After my disastrous attempt at squaring two pieces of tulipwood for an experimental edge joint, I discovered that I just EAT shavings when I'm using a handplane, and end up with two trapeziums rather than rectangles. 

Should I have used a shooting board (after making one)? 

The length of pieces I was working on were 110mm and 300mm, I was trying to do an L-shaped piece, joining them along the grain. Neither of them were end grain.


----------



## Woody2Shoes (28 Sep 2019)

a) Just use your workbench as a shooting board (if it's reasonably flat). You'll need to sit the workpiece on a thin piece of material - eg thin ply to bring the entire edge of the workpiece upwards into the zone where the plane blade actually cuts.

b) Another option when edge jointing - and I know not everyone on here agrees with it, but it works, is to put the two edges alongside each other in the vice and plane them simultaneously. Any error off 90 is equal and opposite (if you get the two 'face' surfaces pointing in opposite directions) when you asseble the edge joint.

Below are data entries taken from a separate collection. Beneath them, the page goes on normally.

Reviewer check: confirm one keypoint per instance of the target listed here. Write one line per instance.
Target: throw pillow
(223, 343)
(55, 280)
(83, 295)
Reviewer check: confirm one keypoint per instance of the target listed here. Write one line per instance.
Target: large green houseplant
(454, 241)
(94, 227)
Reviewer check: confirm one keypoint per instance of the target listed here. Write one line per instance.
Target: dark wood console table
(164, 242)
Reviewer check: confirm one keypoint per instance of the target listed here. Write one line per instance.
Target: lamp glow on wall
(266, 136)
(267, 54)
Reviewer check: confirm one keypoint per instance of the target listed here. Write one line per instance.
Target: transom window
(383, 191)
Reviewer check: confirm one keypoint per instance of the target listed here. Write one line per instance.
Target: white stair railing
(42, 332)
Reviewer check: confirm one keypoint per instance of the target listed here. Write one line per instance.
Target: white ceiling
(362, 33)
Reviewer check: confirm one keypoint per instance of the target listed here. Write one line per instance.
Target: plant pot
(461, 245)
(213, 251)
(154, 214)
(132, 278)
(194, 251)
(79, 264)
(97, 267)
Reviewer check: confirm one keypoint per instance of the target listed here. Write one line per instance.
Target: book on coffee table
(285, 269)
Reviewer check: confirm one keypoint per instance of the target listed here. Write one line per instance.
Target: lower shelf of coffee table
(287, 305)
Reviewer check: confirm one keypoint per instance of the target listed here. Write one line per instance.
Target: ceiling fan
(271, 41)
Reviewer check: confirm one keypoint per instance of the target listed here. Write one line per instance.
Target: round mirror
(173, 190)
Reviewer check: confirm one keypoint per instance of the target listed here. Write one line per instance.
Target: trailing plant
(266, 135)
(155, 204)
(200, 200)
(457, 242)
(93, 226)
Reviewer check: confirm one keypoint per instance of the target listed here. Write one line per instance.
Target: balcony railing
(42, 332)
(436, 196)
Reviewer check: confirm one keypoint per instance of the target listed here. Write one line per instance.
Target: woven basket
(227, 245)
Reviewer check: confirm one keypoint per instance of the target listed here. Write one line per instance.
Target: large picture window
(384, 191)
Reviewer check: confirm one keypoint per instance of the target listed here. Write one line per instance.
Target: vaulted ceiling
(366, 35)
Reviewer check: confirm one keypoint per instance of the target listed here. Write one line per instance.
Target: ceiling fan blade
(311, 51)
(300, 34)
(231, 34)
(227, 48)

c) Another option - which I haven't seen others espouse but works for me - is simply to find a square block (say 2" X 1" by three inches long) and hold it tightly onto the sole of the plane with your subdominant hand as a makeshift 90 degree fence while planing the edge of the workpiece.

Cheers, W2S


----------



## woodbloke66 (28 Sep 2019)

bp122":2kmxmxp7 said:


> After my disastrous attempt at squaring two pieces of tulipwood for an experimental edge joint, I discovered that I just EAT shavings when I'm using a handplane, and end up with two trapeziums rather than rectangles.
> 
> Should I have used a shooting board (after making one)?
> 
> The length of pieces I was working on were 110mm and 300mm, I was trying to do an L-shaped piece, joining them along the grain. Neither of them were end grain.


Yep, make yourself a shooter...this one. I use one like this as does Custard. Dead easy to make, dead easy to adjust for 'true' ('cos they always eventually go out of kilter) and it just works....brilliantly! I've made loads of the things over the decades and this is the best one out there by a few light years, give or take a Black Hole or two  - Rob


----------



## Steve Maskery (28 Sep 2019)

+1 for Tim Rousseau's design (though mine has a built-in UHMW track for the plane).
I met him last week and had the opportunity to thank him for it. It's a fantastic school that he runs, in a tranquil setting, far from the madding crowd.
Not jealous at all.


----------